Dijo que el kéfir de Lifeway es el único con 12 cepas de probióticos vivos y activos, ya que contiene de 25-20 millones de Unidades Formadoras de Colonias. "Es ideal para intolerantes a la lactosa, cuenta con alto contenido de vitaminas y minerales, es reducido en grasa y alto contenido de proteína".
Liz Memun explicó que el kéfir de Lifeway contiene bacterias ácido-lácticas y ácido-acéticas, las más representativas son:
- Lactobacillus kefiri
- Lactobacillus kefiranofaciens
- Lactobacillus paracasei
- Lactobacillus casei
- Lactobacillus plantarum
- Lactobacillus brevis
- Lactobacillus helveticus
- Lactobacillus acidophilus
- Lactococcus lactis
- Streptococcus thermophilus
- Acetobacter aceti
- Acetobacter pasteurianus
El bienestar digestivo también depende del estilo de vida. El estrés crónico y el descanso insuficiente afectan directamente al intestino a través del eje intestino-cerebro. "Reiniciar hábitos no es sólo cambiar lo que comes, sino cómo vives tu día a día", dijo Memun.
Consideró que la prevención efectiva implica:
- Escuchar al cuerpo
- Identificar señales tempranas como inflamación recurrente o cansancio persistente
- Actuar antes de que el desequilibrio se convierta en enfermedad
La nutrióloga enfatizó que el intestino es "un órgano maestro en el sistema inmune el metabolismo, las emociones y el bienestar en general". Dijo que no solo se encarga de la digestión y es fundamental, ponerle atención, ya que la mayoría de los trastornos digestivos tienen un componente inflamatorio. "La regulación del eje intestino-cerebro conlleva una comunicación del nervio vago y la producción de neurotransmisores".

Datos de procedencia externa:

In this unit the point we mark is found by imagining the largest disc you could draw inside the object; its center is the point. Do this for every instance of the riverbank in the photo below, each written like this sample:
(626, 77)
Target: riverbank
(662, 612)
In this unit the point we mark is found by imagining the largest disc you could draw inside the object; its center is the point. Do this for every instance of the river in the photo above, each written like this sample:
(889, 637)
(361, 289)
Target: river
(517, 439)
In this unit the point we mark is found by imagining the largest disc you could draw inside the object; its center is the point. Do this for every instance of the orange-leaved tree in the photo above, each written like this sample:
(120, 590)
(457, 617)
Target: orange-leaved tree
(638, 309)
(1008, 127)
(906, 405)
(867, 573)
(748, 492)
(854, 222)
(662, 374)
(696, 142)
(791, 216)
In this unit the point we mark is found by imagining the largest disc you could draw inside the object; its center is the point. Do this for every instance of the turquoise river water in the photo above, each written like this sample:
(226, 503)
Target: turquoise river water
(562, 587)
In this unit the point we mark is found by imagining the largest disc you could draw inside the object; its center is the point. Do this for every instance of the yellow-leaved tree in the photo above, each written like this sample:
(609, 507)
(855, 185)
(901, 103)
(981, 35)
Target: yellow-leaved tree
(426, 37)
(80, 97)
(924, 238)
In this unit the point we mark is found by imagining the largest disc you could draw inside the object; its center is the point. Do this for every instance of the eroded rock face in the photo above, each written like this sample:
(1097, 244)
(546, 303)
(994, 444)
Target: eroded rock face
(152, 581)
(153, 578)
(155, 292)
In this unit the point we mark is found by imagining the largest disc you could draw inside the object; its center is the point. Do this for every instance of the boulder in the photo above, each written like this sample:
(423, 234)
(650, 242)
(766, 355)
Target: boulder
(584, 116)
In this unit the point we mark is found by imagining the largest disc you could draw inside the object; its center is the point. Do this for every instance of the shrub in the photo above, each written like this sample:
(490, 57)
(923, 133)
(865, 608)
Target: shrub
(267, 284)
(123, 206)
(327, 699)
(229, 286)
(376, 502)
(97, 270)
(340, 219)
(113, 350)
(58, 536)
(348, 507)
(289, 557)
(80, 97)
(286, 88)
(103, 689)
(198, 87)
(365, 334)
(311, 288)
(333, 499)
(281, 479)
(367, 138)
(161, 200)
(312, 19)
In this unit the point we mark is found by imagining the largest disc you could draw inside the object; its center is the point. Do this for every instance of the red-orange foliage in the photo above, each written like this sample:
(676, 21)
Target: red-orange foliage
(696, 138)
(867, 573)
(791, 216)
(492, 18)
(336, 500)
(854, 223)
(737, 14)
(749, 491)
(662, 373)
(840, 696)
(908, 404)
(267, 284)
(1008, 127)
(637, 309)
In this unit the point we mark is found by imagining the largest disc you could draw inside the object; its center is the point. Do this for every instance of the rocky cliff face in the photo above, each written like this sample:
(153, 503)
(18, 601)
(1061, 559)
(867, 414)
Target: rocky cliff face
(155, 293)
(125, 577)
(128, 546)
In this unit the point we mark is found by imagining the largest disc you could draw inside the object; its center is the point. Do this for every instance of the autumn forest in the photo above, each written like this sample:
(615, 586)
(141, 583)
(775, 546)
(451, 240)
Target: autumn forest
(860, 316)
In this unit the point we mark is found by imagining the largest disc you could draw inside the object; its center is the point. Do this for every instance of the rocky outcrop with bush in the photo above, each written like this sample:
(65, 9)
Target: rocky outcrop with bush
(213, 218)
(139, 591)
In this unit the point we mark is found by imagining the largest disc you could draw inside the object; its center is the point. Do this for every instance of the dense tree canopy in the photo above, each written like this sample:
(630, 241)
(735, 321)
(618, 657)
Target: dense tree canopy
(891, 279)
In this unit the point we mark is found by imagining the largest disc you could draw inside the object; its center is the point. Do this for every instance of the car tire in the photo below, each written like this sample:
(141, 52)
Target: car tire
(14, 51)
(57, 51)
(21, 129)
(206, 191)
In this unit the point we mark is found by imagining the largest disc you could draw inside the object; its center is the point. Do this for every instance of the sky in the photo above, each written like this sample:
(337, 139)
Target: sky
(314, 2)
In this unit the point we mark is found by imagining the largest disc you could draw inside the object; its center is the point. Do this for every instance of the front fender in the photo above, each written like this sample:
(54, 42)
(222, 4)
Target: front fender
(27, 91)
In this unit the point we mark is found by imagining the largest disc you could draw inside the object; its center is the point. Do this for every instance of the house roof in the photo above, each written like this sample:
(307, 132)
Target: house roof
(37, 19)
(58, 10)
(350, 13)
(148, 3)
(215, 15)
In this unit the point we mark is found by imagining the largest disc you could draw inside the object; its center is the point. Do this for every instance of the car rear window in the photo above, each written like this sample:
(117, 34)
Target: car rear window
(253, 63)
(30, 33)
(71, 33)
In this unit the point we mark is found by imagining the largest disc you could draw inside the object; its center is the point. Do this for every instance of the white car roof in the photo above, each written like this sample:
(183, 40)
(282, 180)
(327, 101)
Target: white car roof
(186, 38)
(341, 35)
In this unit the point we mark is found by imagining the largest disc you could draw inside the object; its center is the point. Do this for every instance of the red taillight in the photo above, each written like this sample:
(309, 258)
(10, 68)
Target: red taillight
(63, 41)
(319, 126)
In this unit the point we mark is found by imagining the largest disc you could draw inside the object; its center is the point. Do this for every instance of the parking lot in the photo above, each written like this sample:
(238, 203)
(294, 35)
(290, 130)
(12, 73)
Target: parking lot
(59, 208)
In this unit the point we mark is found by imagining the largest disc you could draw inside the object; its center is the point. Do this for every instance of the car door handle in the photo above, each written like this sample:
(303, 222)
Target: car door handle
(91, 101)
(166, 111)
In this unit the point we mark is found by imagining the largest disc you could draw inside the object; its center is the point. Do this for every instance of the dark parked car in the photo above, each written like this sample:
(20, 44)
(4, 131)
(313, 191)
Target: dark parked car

Cuidar la microbiota es una inversión diaria en energía, claridad mental y salud futura".
Dijo que las funciones de una microbiota equilibrada se manifiesta en:
- Digestión y absorción de nutrientes (descomposición de fibras, absorción de minerales y vitaminas y mejora la tolerancia digestiva y protege la integridad de la mucosa intestinal)
- Fortalece el sistema inmune (Modula la respuesta inmune, protege contra patógenos y reduce la inflamación sistémica y la barrera intestinal)
- Salud Mental y eje intestino-cerebro, donde una microbiota sana también repercute en mente sana.
"La prevención comienza en el intestino: cuando la microbiota está en equilibrio, mejora la digestión, la energía diaria y la capacidad del cuerpo para adaptarse después de periodos de exceso", concluyó Memun.